In the early and middle 1800's most new species of the "mud snail" family Pleuroceridae were put into two genera, either Melania or Pleurocera. These and a few other genera were all in the family Strepomatidae, which was later changed to a subfamily, Pleurocerinae, in the family Pleuroceridae.


Today's species was named Anculosa rubiginosa in 1841 by Isaac Lea, a prolific student of freshwater mollusks. At present its exact classification is contended, and I have provisionally listed it as Leptoxis rubiginosa (Lea, 1841) until the matter is settled. The note by John D Parker summarizes what he knew in the 1950's. Other populations in the Coosa River have been found, and also in some nearby rivers, possibly as introductions from boating or water bird migrations.

I looked at these specimens as compared to other species from the same river, and figured that Dr. Lea was kind of reaching for a name. At the time, the genus Anculosa had dozens of named species, with more to come. These are "ruddy" only by comparison with others that are darker brown or gray-brown. I wonder, does the term "ruddy" include a color I'd call Roan?

I have recently spoken to an expert on the American freshwater snails, who tends toward the interpretation of the Pleuroceridae as containing somewhere between five and 20 true species, with numerous minor local varieties that are nonetheless parts of a few large, interbreeding geoclines.

The term "cline" refers to a graded variation over some spectrum. In paleontology, a chronocline is a gradual change over time. For example, a common living species of scallop has on average 18 ridges on the main part of the shell (ridges on the ears are not counted).

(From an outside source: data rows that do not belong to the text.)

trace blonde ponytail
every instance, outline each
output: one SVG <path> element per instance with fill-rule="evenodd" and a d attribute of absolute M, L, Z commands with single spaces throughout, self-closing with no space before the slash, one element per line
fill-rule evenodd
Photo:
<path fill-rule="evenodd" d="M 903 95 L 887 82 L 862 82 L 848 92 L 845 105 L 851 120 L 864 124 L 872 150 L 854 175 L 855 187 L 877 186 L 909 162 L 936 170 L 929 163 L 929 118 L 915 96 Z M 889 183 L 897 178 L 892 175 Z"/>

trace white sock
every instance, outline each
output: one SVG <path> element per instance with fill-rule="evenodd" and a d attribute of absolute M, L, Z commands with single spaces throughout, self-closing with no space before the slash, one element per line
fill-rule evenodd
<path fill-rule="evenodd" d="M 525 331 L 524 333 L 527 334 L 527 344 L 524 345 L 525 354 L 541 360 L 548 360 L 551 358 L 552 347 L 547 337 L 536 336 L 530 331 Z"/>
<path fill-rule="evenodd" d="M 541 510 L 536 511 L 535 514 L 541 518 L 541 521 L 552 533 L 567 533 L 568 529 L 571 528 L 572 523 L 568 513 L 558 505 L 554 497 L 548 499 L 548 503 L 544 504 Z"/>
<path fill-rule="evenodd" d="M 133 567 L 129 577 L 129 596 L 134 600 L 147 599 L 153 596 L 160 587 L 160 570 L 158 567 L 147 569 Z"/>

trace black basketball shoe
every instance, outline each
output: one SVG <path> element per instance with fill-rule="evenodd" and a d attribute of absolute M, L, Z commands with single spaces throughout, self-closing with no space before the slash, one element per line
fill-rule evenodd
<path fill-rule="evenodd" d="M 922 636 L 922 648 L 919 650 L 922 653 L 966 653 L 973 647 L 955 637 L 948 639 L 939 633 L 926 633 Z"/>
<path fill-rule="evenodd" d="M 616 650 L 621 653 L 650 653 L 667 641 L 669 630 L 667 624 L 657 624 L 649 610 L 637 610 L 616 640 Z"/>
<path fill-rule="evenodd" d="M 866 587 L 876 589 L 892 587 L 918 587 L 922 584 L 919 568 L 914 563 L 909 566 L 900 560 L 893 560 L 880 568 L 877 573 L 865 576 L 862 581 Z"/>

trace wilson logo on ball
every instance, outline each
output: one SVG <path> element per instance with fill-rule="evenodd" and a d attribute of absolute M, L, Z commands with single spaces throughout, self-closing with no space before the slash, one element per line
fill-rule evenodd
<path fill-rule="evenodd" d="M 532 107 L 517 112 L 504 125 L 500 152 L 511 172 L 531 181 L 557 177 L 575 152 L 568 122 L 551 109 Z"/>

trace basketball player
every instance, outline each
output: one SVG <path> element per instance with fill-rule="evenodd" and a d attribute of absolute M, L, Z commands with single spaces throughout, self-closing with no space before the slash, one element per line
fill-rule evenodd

Perusing a collection containing many specimens of this species, one might find examples with different numbers of ridges, ranging from 16 to 21. In a sequence of fossil beds covering a modest span of time, perhaps less than a million years, we might find that a gradually changing environment has reduced the vigor of the surf, and that the oldest scallops of the same species have fewer and heavier ridges. If you collect enough specimens from such a section, you might be able to chart the change in average number of ridges, and perhaps the changing minimum and maximum number. Glory-seeking students working in an area with spottier coverage of the same sedimentary sequence might decide that the earliest specimens, perhaps with 12 ridges, and later shells, with 15 on average, are different species and should get new names in the genus containing the modern species. But the reality is a gradual change over time with no distinct change. The whole sequence is a chronocline.

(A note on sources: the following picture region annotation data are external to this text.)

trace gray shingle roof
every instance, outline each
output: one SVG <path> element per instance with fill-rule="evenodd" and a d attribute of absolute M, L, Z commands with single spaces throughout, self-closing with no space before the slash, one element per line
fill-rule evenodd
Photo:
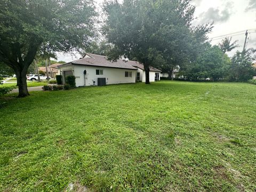
<path fill-rule="evenodd" d="M 110 61 L 107 60 L 105 56 L 99 55 L 95 54 L 86 53 L 90 57 L 84 57 L 74 61 L 71 61 L 63 65 L 68 64 L 82 65 L 91 66 L 97 66 L 103 67 L 111 67 L 121 69 L 137 70 L 137 68 L 144 70 L 144 66 L 139 62 L 134 61 L 124 61 L 118 59 L 116 61 Z M 61 66 L 59 66 L 61 67 Z M 161 72 L 161 71 L 154 67 L 150 67 L 150 70 L 153 71 Z"/>

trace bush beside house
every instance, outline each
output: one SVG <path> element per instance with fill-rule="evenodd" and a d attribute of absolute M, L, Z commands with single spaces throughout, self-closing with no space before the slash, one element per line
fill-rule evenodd
<path fill-rule="evenodd" d="M 58 85 L 62 85 L 62 76 L 60 75 L 57 75 L 56 81 Z"/>
<path fill-rule="evenodd" d="M 69 85 L 71 88 L 76 87 L 76 77 L 70 75 L 66 77 L 66 84 Z"/>

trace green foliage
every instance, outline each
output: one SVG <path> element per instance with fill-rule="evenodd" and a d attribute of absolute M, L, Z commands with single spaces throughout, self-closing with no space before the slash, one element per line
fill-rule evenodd
<path fill-rule="evenodd" d="M 69 75 L 65 77 L 66 84 L 70 85 L 71 87 L 76 87 L 76 77 Z"/>
<path fill-rule="evenodd" d="M 9 87 L 0 86 L 0 95 L 8 93 L 9 92 L 13 90 L 14 87 L 15 87 L 14 86 L 9 86 Z"/>
<path fill-rule="evenodd" d="M 226 54 L 216 45 L 210 44 L 197 59 L 182 71 L 182 74 L 189 81 L 198 81 L 210 78 L 212 81 L 223 79 L 227 76 L 230 61 Z"/>
<path fill-rule="evenodd" d="M 3 62 L 0 62 L 0 75 L 12 76 L 14 73 L 15 72 L 13 69 Z"/>
<path fill-rule="evenodd" d="M 52 90 L 52 86 L 51 85 L 45 85 L 43 86 L 43 87 L 42 87 L 42 89 L 44 91 L 51 91 Z"/>
<path fill-rule="evenodd" d="M 101 55 L 106 55 L 109 54 L 110 50 L 110 45 L 106 41 L 100 42 L 94 41 L 90 44 L 90 46 L 86 49 L 85 52 Z"/>
<path fill-rule="evenodd" d="M 44 71 L 42 71 L 42 70 L 39 70 L 38 72 L 39 72 L 39 74 L 40 75 L 45 75 L 45 73 L 44 73 Z"/>
<path fill-rule="evenodd" d="M 70 86 L 70 85 L 66 84 L 63 85 L 63 88 L 65 90 L 69 90 L 70 89 L 72 89 L 72 87 Z"/>
<path fill-rule="evenodd" d="M 164 81 L 0 97 L 0 191 L 254 191 L 255 94 Z"/>
<path fill-rule="evenodd" d="M 256 79 L 250 79 L 248 81 L 248 83 L 256 85 Z"/>
<path fill-rule="evenodd" d="M 53 91 L 62 90 L 63 89 L 63 86 L 60 85 L 53 85 L 52 87 Z"/>
<path fill-rule="evenodd" d="M 60 75 L 57 75 L 56 81 L 57 82 L 57 84 L 58 85 L 62 85 L 62 76 Z"/>
<path fill-rule="evenodd" d="M 256 50 L 250 49 L 245 52 L 237 51 L 231 59 L 229 81 L 247 82 L 256 76 L 253 62 L 256 60 Z"/>
<path fill-rule="evenodd" d="M 237 40 L 231 43 L 231 40 L 232 37 L 225 37 L 225 38 L 222 41 L 221 43 L 219 44 L 220 49 L 224 54 L 239 46 L 238 45 L 237 45 Z"/>
<path fill-rule="evenodd" d="M 36 56 L 87 47 L 96 15 L 92 0 L 0 1 L 0 62 L 23 81 L 19 97 L 28 95 L 24 79 Z"/>

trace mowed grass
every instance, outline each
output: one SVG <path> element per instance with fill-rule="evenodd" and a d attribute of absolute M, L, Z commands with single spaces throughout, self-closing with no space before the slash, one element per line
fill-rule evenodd
<path fill-rule="evenodd" d="M 35 87 L 38 86 L 43 86 L 45 85 L 47 85 L 48 83 L 47 82 L 33 82 L 33 81 L 27 81 L 27 85 L 28 85 L 28 87 Z M 17 83 L 14 82 L 13 83 L 4 83 L 3 85 L 0 85 L 0 87 L 13 87 L 14 88 L 18 88 L 18 86 L 16 85 L 17 85 Z"/>
<path fill-rule="evenodd" d="M 256 190 L 254 85 L 31 93 L 1 99 L 0 191 Z"/>

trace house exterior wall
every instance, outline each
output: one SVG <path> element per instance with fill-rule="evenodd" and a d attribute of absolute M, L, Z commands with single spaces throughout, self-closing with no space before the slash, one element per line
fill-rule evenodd
<path fill-rule="evenodd" d="M 139 69 L 138 68 L 137 69 L 137 71 L 136 72 L 136 79 L 137 79 L 137 73 L 140 73 L 140 82 L 142 82 L 142 79 L 143 79 L 143 70 L 142 69 Z"/>
<path fill-rule="evenodd" d="M 70 69 L 70 67 L 69 68 L 61 67 L 60 69 L 63 70 L 66 68 Z M 107 85 L 135 82 L 135 70 L 86 66 L 72 66 L 72 67 L 74 68 L 73 75 L 76 77 L 77 86 L 85 86 L 85 86 L 93 85 L 93 81 L 95 82 L 94 85 L 98 85 L 98 78 L 106 78 Z M 103 75 L 96 75 L 96 69 L 103 70 Z M 85 78 L 84 75 L 84 70 L 86 70 Z M 59 69 L 59 71 L 60 72 Z M 125 77 L 125 71 L 132 72 L 132 77 Z"/>

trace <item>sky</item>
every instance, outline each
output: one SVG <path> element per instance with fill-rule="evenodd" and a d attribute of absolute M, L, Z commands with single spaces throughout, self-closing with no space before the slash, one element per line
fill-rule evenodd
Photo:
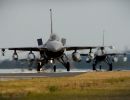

We need to be aware that the term "geocline" is being used by geologists in place of the older term "geosyncline", referring to a basin filled with a sequence of sediments. I am using the term in its phylogenetic sense, of a variation in the appearance of a species across some region. The most famous example of a geocline is the Herring Gull, a familiar species of North America and northern Europe. Careful examination of specimens from different places shows that they vary across that region in size and background color, just a little. However, further east across Siberia, the variations continue, particularly a continued darkening of the gray color; and further West across northern Alaska, the color gets paler. Across the Bering Strait, you see what appear to be two species of whitish-grayish gulls, and I have been told they don't interbreed when an occasional stray crosses the strait. Yet these two "species" are actually local varieties, the two ends of a continuous ring, a geocline of gulls.

With that in mind, we might ask, how could multiple populations of small mud snails, living in the rivers of the eastern United States from Georgia to Massachusetts, be in genetic contact with sufficient frequency to maintain their status as a single breeding population? Water birds. In particular, long-legged wading birds such as egrets and herons. Herons tend to stand still for long times, wholly immobile, watching for prey. As slow as they are, snails would have plenty of time to crawl onto a heron's foot or leg. During the season of breeding and just after, snail spat land everywhere, and some will land on the feet of wading birds. Later on the bird flies off with its cargo, and some snails will exit once it is again standing in water, perhaps in a stream dozens of miles away. In human terms, gene flow by this means may seem very slow, but in terms of genetic speciation, it is more than fast enough to keep the gene pool mixed.

Species classification is continually under tension between "lumpers" and "splitters". For the first century or so of mud snail studies in the U.S., the splitters prevailed, leading to a situation in the late 1990's that about 1,000 species had been named in the family Pleuroceridae. It is much more likely that there are fewer than 100 true species in this family, and if my friend is right, perhaps fewer than ten. I foresee a possible flurry of defining various "forms", such as happened some years ago with the species Liguus fasciatus (Müller, 1774) of Florida and Cuba, a walnut-size tree snail that has about 50 color forms in Florida and 70 or so in Cuba. Their differing colors are often quite striking. But they are all now considered a single species.